Apalagi di tengah kondisi global yang masih cenderung menurun, justru di dalam negeri pemerintah banyak melakukan pelonggaran kebijakan moneter dan ekonomi. Untuk itu, momentum seperti ini harus segera dimanfaatkan.
“Di tengah dinamika ekonomi global, kecenderungan akan menurun, kita sudah mulai ke era pelonggaran ekonomi di mana saja, untuk itu ini momentum bagus pasar modal bergerak secara lebih agresif agar bisa memanfaatkan kesempatan ini,” tandas Wimboh di acara Capital Market Summit & Expo 2019 di Jakarta Convention Center, Jumat (23/8/2019).
Sejauh ini, kata dia, pelaku pasar modal memang sudah positif. Jika ditilik hingga saat ini atau year to date (ytd) penghimpunan dana baik melalui penerbitan saham perdana, penerbitan obligasi, dan juga rights issue (penerbitan saham baru) sudah mencapai Rp 112,4 triliun.
Untuk emiten baru, sudah ada 29 perusahaan yang sudah melantai di Bursa Efek Indonesia (BEI) melalui skema penawaran perdana saham atau IPO (initial public offering).
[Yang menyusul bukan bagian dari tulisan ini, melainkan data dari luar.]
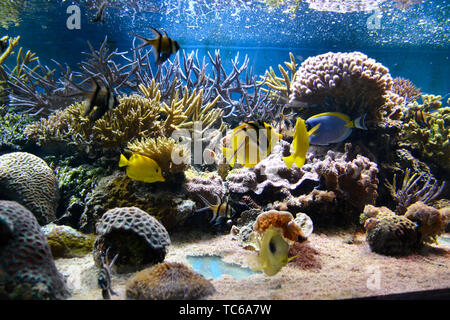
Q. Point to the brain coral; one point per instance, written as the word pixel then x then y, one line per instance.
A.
pixel 27 269
pixel 168 281
pixel 136 236
pixel 348 82
pixel 27 179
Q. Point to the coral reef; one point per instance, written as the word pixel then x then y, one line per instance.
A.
pixel 171 156
pixel 431 141
pixel 349 82
pixel 168 281
pixel 117 190
pixel 27 179
pixel 405 89
pixel 12 126
pixel 66 242
pixel 210 186
pixel 431 221
pixel 279 219
pixel 413 189
pixel 135 235
pixel 27 269
pixel 389 234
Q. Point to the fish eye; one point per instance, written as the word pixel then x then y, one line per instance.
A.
pixel 272 247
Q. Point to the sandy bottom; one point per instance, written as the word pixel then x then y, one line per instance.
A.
pixel 348 270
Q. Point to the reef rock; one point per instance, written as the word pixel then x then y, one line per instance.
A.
pixel 66 242
pixel 27 179
pixel 27 269
pixel 389 234
pixel 168 281
pixel 271 175
pixel 350 82
pixel 135 235
pixel 431 221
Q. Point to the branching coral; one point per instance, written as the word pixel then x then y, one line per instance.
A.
pixel 414 189
pixel 431 141
pixel 406 89
pixel 347 82
pixel 171 156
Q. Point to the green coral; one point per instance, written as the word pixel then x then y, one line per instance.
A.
pixel 430 140
pixel 12 126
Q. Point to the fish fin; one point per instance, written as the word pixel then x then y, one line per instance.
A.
pixel 289 160
pixel 360 122
pixel 313 130
pixel 123 161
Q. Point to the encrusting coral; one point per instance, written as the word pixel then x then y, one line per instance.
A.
pixel 135 235
pixel 348 82
pixel 27 269
pixel 168 281
pixel 431 221
pixel 28 179
pixel 389 234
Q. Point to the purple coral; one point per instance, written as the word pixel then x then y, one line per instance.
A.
pixel 27 269
pixel 348 82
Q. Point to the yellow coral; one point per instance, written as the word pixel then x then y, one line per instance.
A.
pixel 171 156
pixel 431 141
pixel 281 84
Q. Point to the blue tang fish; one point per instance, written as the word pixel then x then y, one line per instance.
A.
pixel 334 127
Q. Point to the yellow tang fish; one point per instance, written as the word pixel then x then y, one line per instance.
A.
pixel 141 168
pixel 250 143
pixel 273 252
pixel 300 144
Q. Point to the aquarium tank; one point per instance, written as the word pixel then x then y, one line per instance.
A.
pixel 262 150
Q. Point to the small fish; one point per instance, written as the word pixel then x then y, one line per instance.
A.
pixel 100 15
pixel 163 46
pixel 423 118
pixel 221 210
pixel 300 144
pixel 334 127
pixel 250 143
pixel 141 168
pixel 3 44
pixel 273 252
pixel 100 100
pixel 104 277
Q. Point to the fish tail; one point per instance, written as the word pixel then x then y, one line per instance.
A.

Sementara total dana pengelolaan perusahaan manajer investasi (MI) sudah mencapai Rp 805 triliun alias naik 7,6%.Dm Dengan begitu, OJK pun yakin target penghimpunan dana di pasar modal pada 2020 bisa mencapai Rp 190 triliun.
“Tentunya capaian tidak terlepas upaya bersama lembaga pemerintah, stakeholder, SRO [self regulatory organization], tidak boleh berpuas diri, kita mendorong perekonomian kita 5,3% dalam RAPBN, penghimpunan dana di pasar modal harus mencapai Rp 190 triliun di 2020,” kata dia.
Sebagai perbandingan, mengacu data Statistik Pasar Modal OJK hingga 2 Agustus 2019, nilai IPO baru mencapai Rp 34,15 triliun (terdiri dari IPO saham Rp 8,50 triliun dan rights issue Rp 25,66 trilliun) , sementara penerbitan obligasi korporasi Rp 67,65 triliun dan sukuk korporasi Rp 7,37 triliun.
“Pemerintah mulai mengembangkan sumber pertumbuhan ekonomi baru, agar yang ada kualitas lebih bagus, bisa serap tenaga kerja, berorientasi ekspor, dam mendorong turis,” paparnya.